Generational Equity Provides Insight on Middle Market Compliance Program Development

(This article was contributed to Corporate Compliance Insights by Generational Equity, one of the nation’s leading middle-market mergers and acquisitions companies. Generational Equity can be contacted by email at info-us@genequityco.com.)

———-

Insight on Middle Market Compliance Program Development

by Generational Equity

There have been many important and interrelated trends that have emerged over the past decade, as the American economy has gone from the heights of the tech boom that defined the “Roaring 90s” to the lows of the GM and Chrysler bankruptcy that are sure to define the end of the 00s.

In between these two economic landmarks, we have faced countless examples of fraud, incompetence, and malfeasance from the likes of Enron, WorldCom, Bernie Madoff and a litany of others. In response, the White House, the Department of Justice, and the SEC, among others, are all scrambling to bring corporate boardrooms and economic markets back into something that resembles a controlled equilibrium. As a result, new regulations and laws have come into being while regulations passed long ago, but considered relatively toothless before, are now being enforced with far more vigor and focus; one example is the FCPA.

The consequence of all of this is that the importance of corporate compliance has never been greater. There is an unavoidable onus on business executives to develop fundamentally sound compliance programs. In addition, for executives of companies with operations in multiple geographic locations, it is imperative that they also develop fundamentally sound strategies for compliance communication.

However, for many middle market companies that are just trying to keep their heads above water during the recession, funding such compliance initiatives can prove difficult. How, then, can middle market companies ensure that they cost-efficiently maximizing their spend when it comes to investing in compliance communication?
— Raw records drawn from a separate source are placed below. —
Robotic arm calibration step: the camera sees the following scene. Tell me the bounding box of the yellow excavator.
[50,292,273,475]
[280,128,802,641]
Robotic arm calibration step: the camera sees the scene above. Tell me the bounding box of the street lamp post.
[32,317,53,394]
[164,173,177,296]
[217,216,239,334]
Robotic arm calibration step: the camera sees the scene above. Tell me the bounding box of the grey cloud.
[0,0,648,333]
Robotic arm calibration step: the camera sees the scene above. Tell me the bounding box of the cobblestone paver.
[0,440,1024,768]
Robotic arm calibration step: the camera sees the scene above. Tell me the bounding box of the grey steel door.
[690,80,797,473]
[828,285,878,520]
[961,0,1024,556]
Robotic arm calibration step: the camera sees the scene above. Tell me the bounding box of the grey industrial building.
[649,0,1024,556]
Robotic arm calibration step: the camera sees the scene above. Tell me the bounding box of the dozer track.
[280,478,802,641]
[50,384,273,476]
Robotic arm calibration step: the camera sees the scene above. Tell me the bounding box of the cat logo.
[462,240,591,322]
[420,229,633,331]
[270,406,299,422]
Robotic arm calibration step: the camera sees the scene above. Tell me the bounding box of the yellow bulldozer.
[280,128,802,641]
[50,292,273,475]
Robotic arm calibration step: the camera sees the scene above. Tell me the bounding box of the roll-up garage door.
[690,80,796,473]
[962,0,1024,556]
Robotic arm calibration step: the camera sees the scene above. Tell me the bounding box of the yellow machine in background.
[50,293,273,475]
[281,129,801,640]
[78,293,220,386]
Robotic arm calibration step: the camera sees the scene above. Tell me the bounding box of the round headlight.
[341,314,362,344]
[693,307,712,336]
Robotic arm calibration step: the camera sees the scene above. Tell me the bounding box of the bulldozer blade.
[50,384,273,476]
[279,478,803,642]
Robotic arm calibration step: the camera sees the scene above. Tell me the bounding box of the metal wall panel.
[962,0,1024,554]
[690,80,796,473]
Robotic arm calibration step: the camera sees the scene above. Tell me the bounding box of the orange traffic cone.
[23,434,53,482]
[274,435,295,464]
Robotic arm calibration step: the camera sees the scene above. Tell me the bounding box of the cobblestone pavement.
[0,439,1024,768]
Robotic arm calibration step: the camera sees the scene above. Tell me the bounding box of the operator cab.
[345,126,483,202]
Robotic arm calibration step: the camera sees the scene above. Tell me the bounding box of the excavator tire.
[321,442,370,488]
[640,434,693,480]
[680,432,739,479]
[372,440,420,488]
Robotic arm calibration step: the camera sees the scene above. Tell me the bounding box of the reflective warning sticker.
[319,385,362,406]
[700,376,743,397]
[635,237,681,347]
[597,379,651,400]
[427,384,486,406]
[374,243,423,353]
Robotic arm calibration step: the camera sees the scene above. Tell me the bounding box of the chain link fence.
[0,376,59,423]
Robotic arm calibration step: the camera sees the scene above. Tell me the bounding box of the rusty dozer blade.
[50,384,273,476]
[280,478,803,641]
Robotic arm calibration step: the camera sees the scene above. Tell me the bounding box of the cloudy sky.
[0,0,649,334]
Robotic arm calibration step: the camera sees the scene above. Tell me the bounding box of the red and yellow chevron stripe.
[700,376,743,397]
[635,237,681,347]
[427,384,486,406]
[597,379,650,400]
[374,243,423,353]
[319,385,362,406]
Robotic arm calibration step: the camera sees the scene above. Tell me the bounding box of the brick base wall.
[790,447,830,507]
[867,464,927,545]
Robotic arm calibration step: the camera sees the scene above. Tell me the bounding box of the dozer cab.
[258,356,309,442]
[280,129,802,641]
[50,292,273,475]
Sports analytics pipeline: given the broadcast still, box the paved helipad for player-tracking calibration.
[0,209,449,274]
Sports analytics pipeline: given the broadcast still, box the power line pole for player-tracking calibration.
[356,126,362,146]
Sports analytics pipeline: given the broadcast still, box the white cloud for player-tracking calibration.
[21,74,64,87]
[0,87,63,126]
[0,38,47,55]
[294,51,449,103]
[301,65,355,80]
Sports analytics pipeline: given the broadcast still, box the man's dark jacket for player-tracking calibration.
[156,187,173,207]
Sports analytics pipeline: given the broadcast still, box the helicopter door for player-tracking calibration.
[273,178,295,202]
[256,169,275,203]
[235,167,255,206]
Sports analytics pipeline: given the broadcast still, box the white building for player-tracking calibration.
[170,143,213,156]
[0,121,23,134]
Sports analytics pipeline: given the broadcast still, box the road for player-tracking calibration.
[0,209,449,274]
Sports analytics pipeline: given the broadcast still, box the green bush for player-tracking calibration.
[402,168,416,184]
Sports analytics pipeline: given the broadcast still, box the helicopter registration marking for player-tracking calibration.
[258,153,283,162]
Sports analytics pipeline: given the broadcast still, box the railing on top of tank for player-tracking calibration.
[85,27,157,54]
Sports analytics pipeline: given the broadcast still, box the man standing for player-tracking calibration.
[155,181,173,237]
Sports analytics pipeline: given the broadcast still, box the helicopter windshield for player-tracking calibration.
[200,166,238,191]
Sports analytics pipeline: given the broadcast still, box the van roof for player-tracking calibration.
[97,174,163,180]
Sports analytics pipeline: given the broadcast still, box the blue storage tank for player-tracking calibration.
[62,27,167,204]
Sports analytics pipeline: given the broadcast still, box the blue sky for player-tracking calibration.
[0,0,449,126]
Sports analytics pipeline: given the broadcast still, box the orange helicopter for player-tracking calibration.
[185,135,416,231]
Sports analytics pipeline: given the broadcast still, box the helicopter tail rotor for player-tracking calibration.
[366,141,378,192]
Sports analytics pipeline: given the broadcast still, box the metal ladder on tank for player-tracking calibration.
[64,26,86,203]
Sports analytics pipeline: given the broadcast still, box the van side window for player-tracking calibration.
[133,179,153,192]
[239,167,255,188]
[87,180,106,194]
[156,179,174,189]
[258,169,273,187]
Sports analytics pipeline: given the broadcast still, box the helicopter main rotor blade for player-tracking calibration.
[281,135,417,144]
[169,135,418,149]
This article outlines a few specific strategies.

Designate a Chief Compliance Officer – and Pay Him or Her

Compliance is a team effort and requires buy-in and participation from all to succeed; and, as explained by the AHCA in its tenets for building an effective compliance program, a winning and cohesive compliance program requires a leader and oftentimes a designated compliance committee that is accountable and responsible for the development, operation, and monitoring of the compliance program.

Although you do want to overspend for a compliance officer, hiring or promoting the right person with the right experience and the right mentality is of paramount importance and is worth paying market value to have, unless circumstances dictate that you must do otherwise. An ineffective compliance officer will have minimal benefit and might even create ineffective compliance initiatives in your company that prove costly to reverse. Even worse, an ineffective compliance officer may end up leaving you liable for fines or lawsuits if they perform poorly.

Make sure that your designated compliance officer reports to and is accountable to the company’s executive leaders, and that he or she has the track record and experience to succeed – just know that you might have to pay for it, but that it is a worthwhile investment and will probably save you money in the long run.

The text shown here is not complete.